Sollte man seine Hochschulzugangsberechtigung oder seinen Abschluss übersetzen lassen, gilt bei der Übersetzung und Umrechnung der Noten der Notenspiegel der Kulturministerkonferenz der BRD, der auf der Homepage zu finden ist.

Die Bewerbungsdokumente müssen in der Regel im Original sowie mit einer beglaubigten Übersetzung eingereicht werden. Beglaubige Übersetzer lassen sich über die französische Botschaft finden, sind jedoch mit Kosten verbunden. Eine Übersetzung des Abiturs oder des Bachelors kann aber auch selbst anhand von Modellen erstellt werden und von der Organisation Campus France Deutschland beglaubigt werden. Campus France ist eine Organisation, die deutschen Studieninteressierten im Bewerbungsprozess kostenlos zu allen möglichen Fragen Unterstützung anbietet.

Die Lebenshaltungskosten unterscheiden sich nicht zu denen in Deutschland, mit Ausnahme von Paris, in denen einige Lebensmittel, aber vor allem Mieten deutlich höher ausfallen als in jeder deutschen Großstadt.

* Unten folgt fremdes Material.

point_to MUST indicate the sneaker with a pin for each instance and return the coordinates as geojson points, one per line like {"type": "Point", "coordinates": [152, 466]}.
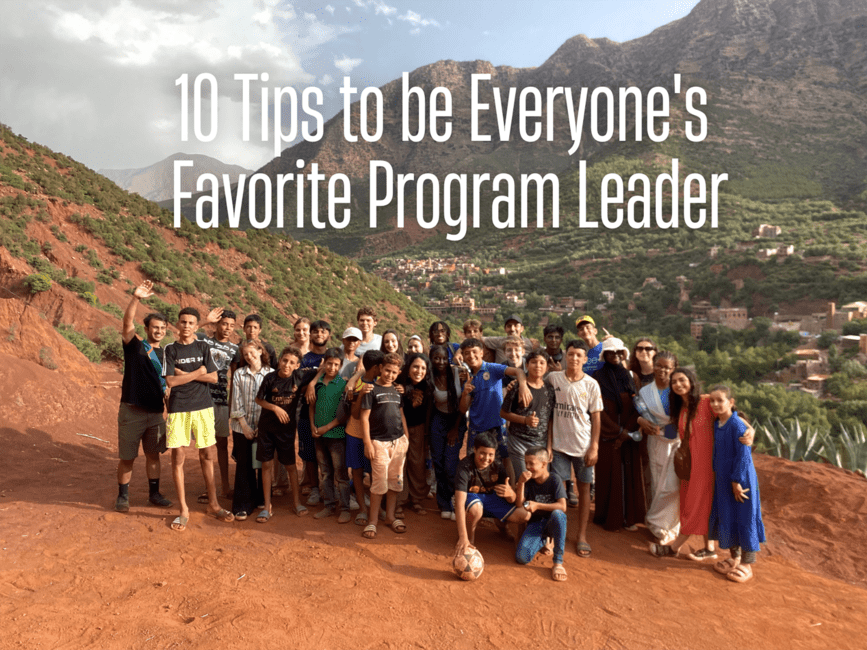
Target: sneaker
{"type": "Point", "coordinates": [159, 500]}
{"type": "Point", "coordinates": [325, 512]}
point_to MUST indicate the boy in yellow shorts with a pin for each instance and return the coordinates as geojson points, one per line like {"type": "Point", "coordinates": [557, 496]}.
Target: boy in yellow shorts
{"type": "Point", "coordinates": [189, 369]}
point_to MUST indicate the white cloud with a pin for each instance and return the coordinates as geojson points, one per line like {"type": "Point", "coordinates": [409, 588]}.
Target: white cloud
{"type": "Point", "coordinates": [417, 21]}
{"type": "Point", "coordinates": [95, 79]}
{"type": "Point", "coordinates": [347, 65]}
{"type": "Point", "coordinates": [379, 7]}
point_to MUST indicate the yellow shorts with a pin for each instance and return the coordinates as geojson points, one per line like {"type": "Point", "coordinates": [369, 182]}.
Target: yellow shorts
{"type": "Point", "coordinates": [198, 423]}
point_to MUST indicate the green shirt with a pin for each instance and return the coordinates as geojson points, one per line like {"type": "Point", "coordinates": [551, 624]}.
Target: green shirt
{"type": "Point", "coordinates": [327, 400]}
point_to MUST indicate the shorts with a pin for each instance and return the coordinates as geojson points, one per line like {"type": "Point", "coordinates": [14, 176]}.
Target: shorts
{"type": "Point", "coordinates": [306, 444]}
{"type": "Point", "coordinates": [355, 458]}
{"type": "Point", "coordinates": [181, 426]}
{"type": "Point", "coordinates": [221, 421]}
{"type": "Point", "coordinates": [134, 426]}
{"type": "Point", "coordinates": [279, 439]}
{"type": "Point", "coordinates": [499, 433]}
{"type": "Point", "coordinates": [493, 505]}
{"type": "Point", "coordinates": [386, 466]}
{"type": "Point", "coordinates": [562, 464]}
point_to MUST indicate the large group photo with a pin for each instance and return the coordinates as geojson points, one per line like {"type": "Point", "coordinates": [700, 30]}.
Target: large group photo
{"type": "Point", "coordinates": [433, 325]}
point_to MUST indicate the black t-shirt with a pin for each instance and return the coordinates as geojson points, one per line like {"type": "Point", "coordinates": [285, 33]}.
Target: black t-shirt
{"type": "Point", "coordinates": [195, 395]}
{"type": "Point", "coordinates": [550, 490]}
{"type": "Point", "coordinates": [415, 415]}
{"type": "Point", "coordinates": [142, 384]}
{"type": "Point", "coordinates": [470, 479]}
{"type": "Point", "coordinates": [542, 405]}
{"type": "Point", "coordinates": [223, 354]}
{"type": "Point", "coordinates": [384, 406]}
{"type": "Point", "coordinates": [283, 392]}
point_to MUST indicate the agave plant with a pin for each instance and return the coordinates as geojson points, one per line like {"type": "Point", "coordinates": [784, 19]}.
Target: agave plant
{"type": "Point", "coordinates": [848, 450]}
{"type": "Point", "coordinates": [791, 441]}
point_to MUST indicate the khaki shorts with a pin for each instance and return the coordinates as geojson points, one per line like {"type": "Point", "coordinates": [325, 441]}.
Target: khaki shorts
{"type": "Point", "coordinates": [136, 426]}
{"type": "Point", "coordinates": [387, 465]}
{"type": "Point", "coordinates": [200, 424]}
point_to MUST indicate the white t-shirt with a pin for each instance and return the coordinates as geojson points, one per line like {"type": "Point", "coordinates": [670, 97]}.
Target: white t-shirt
{"type": "Point", "coordinates": [375, 344]}
{"type": "Point", "coordinates": [572, 402]}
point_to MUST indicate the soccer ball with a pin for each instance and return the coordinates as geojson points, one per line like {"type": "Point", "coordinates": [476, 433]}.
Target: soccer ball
{"type": "Point", "coordinates": [468, 565]}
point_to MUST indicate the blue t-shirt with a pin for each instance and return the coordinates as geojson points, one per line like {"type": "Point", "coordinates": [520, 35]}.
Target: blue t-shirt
{"type": "Point", "coordinates": [594, 359]}
{"type": "Point", "coordinates": [487, 397]}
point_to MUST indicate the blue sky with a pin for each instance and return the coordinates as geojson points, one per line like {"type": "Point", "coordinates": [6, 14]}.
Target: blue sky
{"type": "Point", "coordinates": [95, 79]}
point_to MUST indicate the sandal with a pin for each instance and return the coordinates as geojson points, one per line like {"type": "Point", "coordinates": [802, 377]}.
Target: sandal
{"type": "Point", "coordinates": [701, 555]}
{"type": "Point", "coordinates": [224, 515]}
{"type": "Point", "coordinates": [661, 550]}
{"type": "Point", "coordinates": [726, 566]}
{"type": "Point", "coordinates": [398, 526]}
{"type": "Point", "coordinates": [741, 573]}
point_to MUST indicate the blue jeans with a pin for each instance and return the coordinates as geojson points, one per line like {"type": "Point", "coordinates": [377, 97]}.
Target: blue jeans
{"type": "Point", "coordinates": [331, 456]}
{"type": "Point", "coordinates": [445, 456]}
{"type": "Point", "coordinates": [533, 539]}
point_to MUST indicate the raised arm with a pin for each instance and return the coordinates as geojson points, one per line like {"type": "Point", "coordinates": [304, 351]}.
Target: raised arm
{"type": "Point", "coordinates": [142, 291]}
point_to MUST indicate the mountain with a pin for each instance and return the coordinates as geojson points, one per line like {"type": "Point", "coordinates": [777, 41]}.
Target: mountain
{"type": "Point", "coordinates": [73, 245]}
{"type": "Point", "coordinates": [785, 79]}
{"type": "Point", "coordinates": [156, 183]}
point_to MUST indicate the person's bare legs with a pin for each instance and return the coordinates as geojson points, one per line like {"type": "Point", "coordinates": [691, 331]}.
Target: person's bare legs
{"type": "Point", "coordinates": [474, 516]}
{"type": "Point", "coordinates": [358, 484]}
{"type": "Point", "coordinates": [583, 510]}
{"type": "Point", "coordinates": [206, 460]}
{"type": "Point", "coordinates": [223, 463]}
{"type": "Point", "coordinates": [296, 489]}
{"type": "Point", "coordinates": [178, 476]}
{"type": "Point", "coordinates": [267, 470]}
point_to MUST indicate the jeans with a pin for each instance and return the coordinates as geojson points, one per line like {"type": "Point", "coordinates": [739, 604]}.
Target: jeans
{"type": "Point", "coordinates": [331, 456]}
{"type": "Point", "coordinates": [445, 456]}
{"type": "Point", "coordinates": [533, 539]}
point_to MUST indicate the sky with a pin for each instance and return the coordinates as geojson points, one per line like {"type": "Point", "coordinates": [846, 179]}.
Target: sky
{"type": "Point", "coordinates": [96, 79]}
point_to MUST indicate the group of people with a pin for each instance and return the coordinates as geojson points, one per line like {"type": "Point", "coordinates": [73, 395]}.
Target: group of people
{"type": "Point", "coordinates": [380, 429]}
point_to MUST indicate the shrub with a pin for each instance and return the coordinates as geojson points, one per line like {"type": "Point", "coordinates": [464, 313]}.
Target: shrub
{"type": "Point", "coordinates": [37, 282]}
{"type": "Point", "coordinates": [87, 347]}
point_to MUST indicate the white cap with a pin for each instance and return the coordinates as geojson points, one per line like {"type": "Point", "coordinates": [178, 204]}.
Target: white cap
{"type": "Point", "coordinates": [350, 332]}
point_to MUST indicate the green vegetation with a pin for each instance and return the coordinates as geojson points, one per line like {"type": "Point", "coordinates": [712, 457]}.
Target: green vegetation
{"type": "Point", "coordinates": [37, 282]}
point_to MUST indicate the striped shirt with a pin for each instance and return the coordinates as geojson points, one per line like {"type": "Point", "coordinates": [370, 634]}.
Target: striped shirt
{"type": "Point", "coordinates": [246, 384]}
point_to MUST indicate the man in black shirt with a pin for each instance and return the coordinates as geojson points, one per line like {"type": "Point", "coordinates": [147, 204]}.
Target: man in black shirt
{"type": "Point", "coordinates": [141, 416]}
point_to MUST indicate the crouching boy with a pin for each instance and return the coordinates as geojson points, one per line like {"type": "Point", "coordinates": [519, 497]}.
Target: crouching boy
{"type": "Point", "coordinates": [544, 500]}
{"type": "Point", "coordinates": [482, 490]}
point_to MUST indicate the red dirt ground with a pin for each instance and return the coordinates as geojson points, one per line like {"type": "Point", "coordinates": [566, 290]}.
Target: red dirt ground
{"type": "Point", "coordinates": [76, 574]}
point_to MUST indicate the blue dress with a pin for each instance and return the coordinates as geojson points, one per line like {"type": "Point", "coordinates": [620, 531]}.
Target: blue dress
{"type": "Point", "coordinates": [731, 522]}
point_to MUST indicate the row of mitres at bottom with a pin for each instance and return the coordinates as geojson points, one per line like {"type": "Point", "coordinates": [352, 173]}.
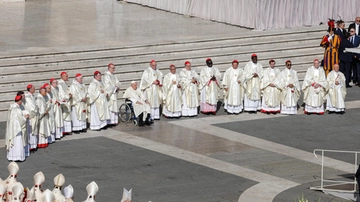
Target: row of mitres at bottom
{"type": "Point", "coordinates": [11, 190]}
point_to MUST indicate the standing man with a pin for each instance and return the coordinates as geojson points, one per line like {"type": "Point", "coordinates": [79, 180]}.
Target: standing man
{"type": "Point", "coordinates": [314, 88]}
{"type": "Point", "coordinates": [253, 73]}
{"type": "Point", "coordinates": [233, 83]}
{"type": "Point", "coordinates": [356, 26]}
{"type": "Point", "coordinates": [151, 83]}
{"type": "Point", "coordinates": [172, 94]}
{"type": "Point", "coordinates": [31, 123]}
{"type": "Point", "coordinates": [99, 108]}
{"type": "Point", "coordinates": [209, 94]}
{"type": "Point", "coordinates": [15, 136]}
{"type": "Point", "coordinates": [65, 98]}
{"type": "Point", "coordinates": [79, 104]}
{"type": "Point", "coordinates": [290, 89]}
{"type": "Point", "coordinates": [355, 40]}
{"type": "Point", "coordinates": [43, 123]}
{"type": "Point", "coordinates": [346, 59]}
{"type": "Point", "coordinates": [140, 104]}
{"type": "Point", "coordinates": [336, 91]}
{"type": "Point", "coordinates": [190, 84]}
{"type": "Point", "coordinates": [59, 121]}
{"type": "Point", "coordinates": [270, 91]}
{"type": "Point", "coordinates": [112, 86]}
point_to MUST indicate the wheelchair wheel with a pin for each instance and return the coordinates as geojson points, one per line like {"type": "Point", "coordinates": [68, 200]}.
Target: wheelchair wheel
{"type": "Point", "coordinates": [135, 122]}
{"type": "Point", "coordinates": [125, 113]}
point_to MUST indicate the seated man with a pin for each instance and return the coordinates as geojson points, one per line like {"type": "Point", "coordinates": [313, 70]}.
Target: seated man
{"type": "Point", "coordinates": [140, 105]}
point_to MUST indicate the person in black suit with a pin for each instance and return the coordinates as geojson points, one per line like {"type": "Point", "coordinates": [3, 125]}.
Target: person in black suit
{"type": "Point", "coordinates": [346, 59]}
{"type": "Point", "coordinates": [355, 40]}
{"type": "Point", "coordinates": [340, 30]}
{"type": "Point", "coordinates": [356, 26]}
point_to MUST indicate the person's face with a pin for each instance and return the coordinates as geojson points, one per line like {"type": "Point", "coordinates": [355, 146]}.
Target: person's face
{"type": "Point", "coordinates": [357, 20]}
{"type": "Point", "coordinates": [352, 32]}
{"type": "Point", "coordinates": [272, 64]}
{"type": "Point", "coordinates": [65, 77]}
{"type": "Point", "coordinates": [134, 85]}
{"type": "Point", "coordinates": [288, 65]}
{"type": "Point", "coordinates": [316, 64]}
{"type": "Point", "coordinates": [254, 59]}
{"type": "Point", "coordinates": [153, 65]}
{"type": "Point", "coordinates": [209, 63]}
{"type": "Point", "coordinates": [235, 65]}
{"type": "Point", "coordinates": [111, 69]}
{"type": "Point", "coordinates": [43, 92]}
{"type": "Point", "coordinates": [79, 79]}
{"type": "Point", "coordinates": [32, 90]}
{"type": "Point", "coordinates": [98, 77]}
{"type": "Point", "coordinates": [54, 84]}
{"type": "Point", "coordinates": [173, 70]}
{"type": "Point", "coordinates": [48, 89]}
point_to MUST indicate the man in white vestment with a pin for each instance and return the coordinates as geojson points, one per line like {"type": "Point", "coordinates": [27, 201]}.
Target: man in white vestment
{"type": "Point", "coordinates": [190, 84]}
{"type": "Point", "coordinates": [336, 91]}
{"type": "Point", "coordinates": [314, 88]}
{"type": "Point", "coordinates": [99, 108]}
{"type": "Point", "coordinates": [43, 121]}
{"type": "Point", "coordinates": [79, 104]}
{"type": "Point", "coordinates": [49, 100]}
{"type": "Point", "coordinates": [270, 91]}
{"type": "Point", "coordinates": [290, 89]}
{"type": "Point", "coordinates": [58, 118]}
{"type": "Point", "coordinates": [31, 123]}
{"type": "Point", "coordinates": [172, 94]}
{"type": "Point", "coordinates": [209, 88]}
{"type": "Point", "coordinates": [15, 136]}
{"type": "Point", "coordinates": [253, 73]}
{"type": "Point", "coordinates": [65, 98]}
{"type": "Point", "coordinates": [233, 83]}
{"type": "Point", "coordinates": [151, 85]}
{"type": "Point", "coordinates": [140, 104]}
{"type": "Point", "coordinates": [23, 110]}
{"type": "Point", "coordinates": [112, 86]}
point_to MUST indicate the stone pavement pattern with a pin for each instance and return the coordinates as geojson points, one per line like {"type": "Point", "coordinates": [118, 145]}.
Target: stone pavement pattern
{"type": "Point", "coordinates": [207, 158]}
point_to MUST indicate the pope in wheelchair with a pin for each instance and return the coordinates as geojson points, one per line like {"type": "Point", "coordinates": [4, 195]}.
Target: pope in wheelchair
{"type": "Point", "coordinates": [140, 106]}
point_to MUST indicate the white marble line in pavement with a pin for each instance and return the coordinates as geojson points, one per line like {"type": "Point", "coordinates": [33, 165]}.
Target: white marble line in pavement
{"type": "Point", "coordinates": [204, 125]}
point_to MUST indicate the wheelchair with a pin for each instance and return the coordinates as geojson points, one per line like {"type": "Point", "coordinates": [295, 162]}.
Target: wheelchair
{"type": "Point", "coordinates": [126, 113]}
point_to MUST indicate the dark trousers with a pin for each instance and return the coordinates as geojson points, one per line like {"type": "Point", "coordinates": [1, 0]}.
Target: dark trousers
{"type": "Point", "coordinates": [345, 68]}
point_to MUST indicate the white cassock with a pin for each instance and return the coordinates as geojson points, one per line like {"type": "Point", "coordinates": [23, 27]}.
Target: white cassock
{"type": "Point", "coordinates": [172, 96]}
{"type": "Point", "coordinates": [233, 80]}
{"type": "Point", "coordinates": [65, 99]}
{"type": "Point", "coordinates": [336, 93]}
{"type": "Point", "coordinates": [30, 106]}
{"type": "Point", "coordinates": [15, 136]}
{"type": "Point", "coordinates": [79, 108]}
{"type": "Point", "coordinates": [99, 108]}
{"type": "Point", "coordinates": [252, 96]}
{"type": "Point", "coordinates": [314, 98]}
{"type": "Point", "coordinates": [58, 118]}
{"type": "Point", "coordinates": [43, 122]}
{"type": "Point", "coordinates": [209, 90]}
{"type": "Point", "coordinates": [271, 95]}
{"type": "Point", "coordinates": [289, 96]}
{"type": "Point", "coordinates": [111, 84]}
{"type": "Point", "coordinates": [137, 96]}
{"type": "Point", "coordinates": [48, 98]}
{"type": "Point", "coordinates": [152, 92]}
{"type": "Point", "coordinates": [190, 96]}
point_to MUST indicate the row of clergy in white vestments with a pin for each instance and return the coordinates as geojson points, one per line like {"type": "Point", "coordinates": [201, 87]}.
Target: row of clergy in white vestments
{"type": "Point", "coordinates": [35, 121]}
{"type": "Point", "coordinates": [12, 190]}
{"type": "Point", "coordinates": [250, 89]}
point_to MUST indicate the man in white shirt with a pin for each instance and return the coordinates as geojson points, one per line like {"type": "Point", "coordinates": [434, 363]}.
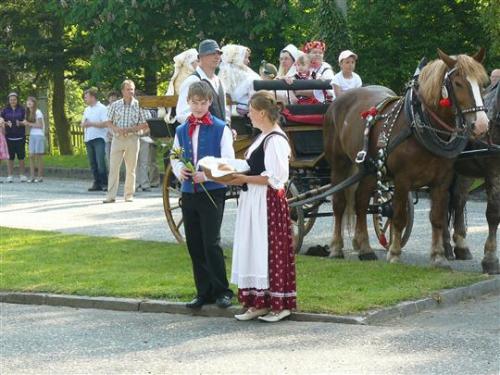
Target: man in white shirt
{"type": "Point", "coordinates": [94, 124]}
{"type": "Point", "coordinates": [209, 55]}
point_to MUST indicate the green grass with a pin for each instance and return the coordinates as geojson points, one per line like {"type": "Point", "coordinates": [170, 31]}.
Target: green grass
{"type": "Point", "coordinates": [38, 261]}
{"type": "Point", "coordinates": [78, 161]}
{"type": "Point", "coordinates": [67, 161]}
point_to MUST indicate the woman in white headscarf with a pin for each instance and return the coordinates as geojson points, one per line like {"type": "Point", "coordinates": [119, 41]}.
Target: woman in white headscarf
{"type": "Point", "coordinates": [185, 64]}
{"type": "Point", "coordinates": [288, 57]}
{"type": "Point", "coordinates": [236, 76]}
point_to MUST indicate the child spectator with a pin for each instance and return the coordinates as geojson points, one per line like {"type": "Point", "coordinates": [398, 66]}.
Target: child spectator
{"type": "Point", "coordinates": [15, 134]}
{"type": "Point", "coordinates": [34, 119]}
{"type": "Point", "coordinates": [4, 151]}
{"type": "Point", "coordinates": [203, 134]}
{"type": "Point", "coordinates": [346, 79]}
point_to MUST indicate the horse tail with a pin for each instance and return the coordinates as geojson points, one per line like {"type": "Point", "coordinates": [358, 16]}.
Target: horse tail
{"type": "Point", "coordinates": [349, 217]}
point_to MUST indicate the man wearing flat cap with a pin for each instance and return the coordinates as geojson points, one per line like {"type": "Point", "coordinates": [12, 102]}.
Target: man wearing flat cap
{"type": "Point", "coordinates": [209, 55]}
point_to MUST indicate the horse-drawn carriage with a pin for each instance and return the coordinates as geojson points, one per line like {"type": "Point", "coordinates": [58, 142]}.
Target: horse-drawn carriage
{"type": "Point", "coordinates": [406, 143]}
{"type": "Point", "coordinates": [310, 174]}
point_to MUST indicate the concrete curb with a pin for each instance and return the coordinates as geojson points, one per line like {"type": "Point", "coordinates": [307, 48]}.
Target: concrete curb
{"type": "Point", "coordinates": [439, 299]}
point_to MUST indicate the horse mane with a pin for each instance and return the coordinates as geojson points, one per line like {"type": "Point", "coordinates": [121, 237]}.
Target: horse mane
{"type": "Point", "coordinates": [432, 76]}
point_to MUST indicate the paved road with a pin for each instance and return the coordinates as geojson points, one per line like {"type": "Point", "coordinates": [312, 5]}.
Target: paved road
{"type": "Point", "coordinates": [65, 205]}
{"type": "Point", "coordinates": [463, 340]}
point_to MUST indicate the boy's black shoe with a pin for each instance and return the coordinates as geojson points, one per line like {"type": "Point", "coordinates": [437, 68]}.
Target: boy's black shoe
{"type": "Point", "coordinates": [196, 303]}
{"type": "Point", "coordinates": [223, 302]}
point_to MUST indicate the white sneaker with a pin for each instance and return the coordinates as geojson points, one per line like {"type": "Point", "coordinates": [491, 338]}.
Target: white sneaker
{"type": "Point", "coordinates": [249, 315]}
{"type": "Point", "coordinates": [273, 317]}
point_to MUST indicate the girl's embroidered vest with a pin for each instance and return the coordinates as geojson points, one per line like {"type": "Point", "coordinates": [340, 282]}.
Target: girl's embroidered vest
{"type": "Point", "coordinates": [256, 160]}
{"type": "Point", "coordinates": [209, 138]}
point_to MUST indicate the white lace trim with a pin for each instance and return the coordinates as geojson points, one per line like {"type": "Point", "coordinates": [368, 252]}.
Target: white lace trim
{"type": "Point", "coordinates": [243, 282]}
{"type": "Point", "coordinates": [261, 293]}
{"type": "Point", "coordinates": [273, 181]}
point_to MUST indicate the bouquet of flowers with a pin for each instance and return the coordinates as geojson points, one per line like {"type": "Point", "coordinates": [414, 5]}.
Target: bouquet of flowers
{"type": "Point", "coordinates": [178, 154]}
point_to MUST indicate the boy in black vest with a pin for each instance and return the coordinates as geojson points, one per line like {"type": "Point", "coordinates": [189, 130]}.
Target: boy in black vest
{"type": "Point", "coordinates": [203, 134]}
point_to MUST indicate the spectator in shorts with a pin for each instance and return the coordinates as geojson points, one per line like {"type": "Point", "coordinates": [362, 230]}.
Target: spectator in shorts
{"type": "Point", "coordinates": [94, 123]}
{"type": "Point", "coordinates": [113, 96]}
{"type": "Point", "coordinates": [34, 120]}
{"type": "Point", "coordinates": [346, 79]}
{"type": "Point", "coordinates": [15, 134]}
{"type": "Point", "coordinates": [4, 151]}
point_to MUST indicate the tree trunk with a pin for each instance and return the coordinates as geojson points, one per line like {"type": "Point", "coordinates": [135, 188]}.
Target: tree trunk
{"type": "Point", "coordinates": [60, 120]}
{"type": "Point", "coordinates": [150, 80]}
{"type": "Point", "coordinates": [59, 94]}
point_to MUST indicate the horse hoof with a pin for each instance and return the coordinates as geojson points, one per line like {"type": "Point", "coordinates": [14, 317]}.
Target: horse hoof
{"type": "Point", "coordinates": [491, 267]}
{"type": "Point", "coordinates": [448, 252]}
{"type": "Point", "coordinates": [462, 253]}
{"type": "Point", "coordinates": [393, 259]}
{"type": "Point", "coordinates": [441, 263]}
{"type": "Point", "coordinates": [367, 256]}
{"type": "Point", "coordinates": [339, 255]}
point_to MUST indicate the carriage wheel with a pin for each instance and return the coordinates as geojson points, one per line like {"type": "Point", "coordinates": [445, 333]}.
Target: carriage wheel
{"type": "Point", "coordinates": [297, 217]}
{"type": "Point", "coordinates": [386, 225]}
{"type": "Point", "coordinates": [172, 204]}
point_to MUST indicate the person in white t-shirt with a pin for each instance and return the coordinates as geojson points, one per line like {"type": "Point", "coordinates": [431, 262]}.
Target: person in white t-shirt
{"type": "Point", "coordinates": [94, 123]}
{"type": "Point", "coordinates": [346, 79]}
{"type": "Point", "coordinates": [34, 119]}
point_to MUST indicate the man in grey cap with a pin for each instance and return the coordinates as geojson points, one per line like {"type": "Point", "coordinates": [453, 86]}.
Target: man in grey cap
{"type": "Point", "coordinates": [209, 55]}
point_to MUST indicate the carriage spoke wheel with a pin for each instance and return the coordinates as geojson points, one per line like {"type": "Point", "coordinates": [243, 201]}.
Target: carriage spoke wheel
{"type": "Point", "coordinates": [297, 217]}
{"type": "Point", "coordinates": [387, 227]}
{"type": "Point", "coordinates": [172, 204]}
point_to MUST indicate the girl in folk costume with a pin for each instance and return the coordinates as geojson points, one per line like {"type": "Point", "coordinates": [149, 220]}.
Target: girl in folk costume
{"type": "Point", "coordinates": [263, 263]}
{"type": "Point", "coordinates": [303, 65]}
{"type": "Point", "coordinates": [185, 64]}
{"type": "Point", "coordinates": [237, 77]}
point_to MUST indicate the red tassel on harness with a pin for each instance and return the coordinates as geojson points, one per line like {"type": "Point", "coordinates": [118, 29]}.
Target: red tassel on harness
{"type": "Point", "coordinates": [371, 112]}
{"type": "Point", "coordinates": [445, 102]}
{"type": "Point", "coordinates": [382, 240]}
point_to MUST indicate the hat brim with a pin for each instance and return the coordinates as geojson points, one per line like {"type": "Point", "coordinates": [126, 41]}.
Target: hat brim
{"type": "Point", "coordinates": [219, 51]}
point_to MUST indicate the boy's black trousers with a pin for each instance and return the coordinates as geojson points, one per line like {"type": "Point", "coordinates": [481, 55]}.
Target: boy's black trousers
{"type": "Point", "coordinates": [202, 222]}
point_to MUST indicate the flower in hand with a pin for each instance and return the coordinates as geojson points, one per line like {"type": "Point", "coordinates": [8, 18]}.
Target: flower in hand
{"type": "Point", "coordinates": [189, 171]}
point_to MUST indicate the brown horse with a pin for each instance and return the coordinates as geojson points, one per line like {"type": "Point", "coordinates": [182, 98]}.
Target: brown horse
{"type": "Point", "coordinates": [477, 166]}
{"type": "Point", "coordinates": [410, 165]}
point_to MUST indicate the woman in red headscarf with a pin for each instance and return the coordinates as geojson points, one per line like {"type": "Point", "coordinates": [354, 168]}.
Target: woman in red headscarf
{"type": "Point", "coordinates": [319, 70]}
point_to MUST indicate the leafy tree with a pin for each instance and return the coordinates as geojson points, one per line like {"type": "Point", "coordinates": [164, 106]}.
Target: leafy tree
{"type": "Point", "coordinates": [332, 28]}
{"type": "Point", "coordinates": [41, 43]}
{"type": "Point", "coordinates": [391, 36]}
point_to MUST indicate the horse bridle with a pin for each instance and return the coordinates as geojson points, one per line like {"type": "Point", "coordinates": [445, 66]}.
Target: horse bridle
{"type": "Point", "coordinates": [454, 102]}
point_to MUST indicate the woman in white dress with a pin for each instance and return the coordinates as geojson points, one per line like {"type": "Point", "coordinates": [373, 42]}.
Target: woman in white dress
{"type": "Point", "coordinates": [263, 264]}
{"type": "Point", "coordinates": [185, 64]}
{"type": "Point", "coordinates": [237, 77]}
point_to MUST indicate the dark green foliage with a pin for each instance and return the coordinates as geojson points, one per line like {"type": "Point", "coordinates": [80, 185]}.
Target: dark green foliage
{"type": "Point", "coordinates": [391, 36]}
{"type": "Point", "coordinates": [332, 28]}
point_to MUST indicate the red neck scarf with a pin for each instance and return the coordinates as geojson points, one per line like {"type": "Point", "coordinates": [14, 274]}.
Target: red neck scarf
{"type": "Point", "coordinates": [194, 122]}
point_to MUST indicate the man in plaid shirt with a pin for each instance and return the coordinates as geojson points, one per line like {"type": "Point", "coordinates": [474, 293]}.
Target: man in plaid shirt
{"type": "Point", "coordinates": [127, 121]}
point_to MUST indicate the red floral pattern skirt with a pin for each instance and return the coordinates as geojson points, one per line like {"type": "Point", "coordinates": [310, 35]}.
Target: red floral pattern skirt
{"type": "Point", "coordinates": [282, 292]}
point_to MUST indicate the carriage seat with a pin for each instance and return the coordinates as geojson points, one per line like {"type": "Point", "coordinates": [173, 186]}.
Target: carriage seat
{"type": "Point", "coordinates": [305, 114]}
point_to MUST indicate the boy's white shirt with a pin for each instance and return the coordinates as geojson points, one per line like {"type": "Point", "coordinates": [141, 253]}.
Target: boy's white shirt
{"type": "Point", "coordinates": [226, 149]}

Ein reguläres Studium kann in Frankreich durchgehend mit BAföG gefördert werden, in Frankreich besteht darüber hinaus die Möglichkeit, studentisches Wohngeld von der sogenannten CAF, zu beantragen, was bis zu 1/3 der Monatsmiete betragen kann. Zahlreiche Stipendien im Rahmen eines deutsch-französischen Studiums lassen sich über den Deutschen Akademischen Austauschdienst (DAAD) und vielen weiteren öffentlichen und privaten Stiftungen finden. Erwähnenswert ist auch das Deutsch-Französische Jugendwerk (DFJW), welches studienbedingte Praktika im jeweiligen Partnerland fördert. Sollte man sich im Großraum Paris aufhalten, kann man sich für ein Zimmer in der Maison Heinrich Heine bewerben, welches erstklassige Studien- und Lebensbedingungen für seine Studenten bietet und eine bekannte und wichtige Institution im deutsch-französischen Austausch darstellt.

Es sprechen zahlreiche Gründe dafür, ein Studium in Frankreich aufzunehmen oder fortzuführen. Das Überwinden der bürokratischen Herausforderungen wird mit einem tieferen Einblick in die französische Kultur und einer Perfektionierung der Sprachkenntnisse belohnt. Die deutsch-französische Freundschaft drückt sich in seinen zahlreichen deutsch-französischen Institutionen aus, welches den Zugang zu einem Studium in Frankreich wesentlich erleichtert. Abschließend lässt sich auch auf die Studienmesse Forum Franco-Allemand in Strasbourg verweisen, wo Studiengänge der Deutsch-französischen Hochschule vorgestellt werden und französische Universitäten gezielt um deutsche Studierende werben.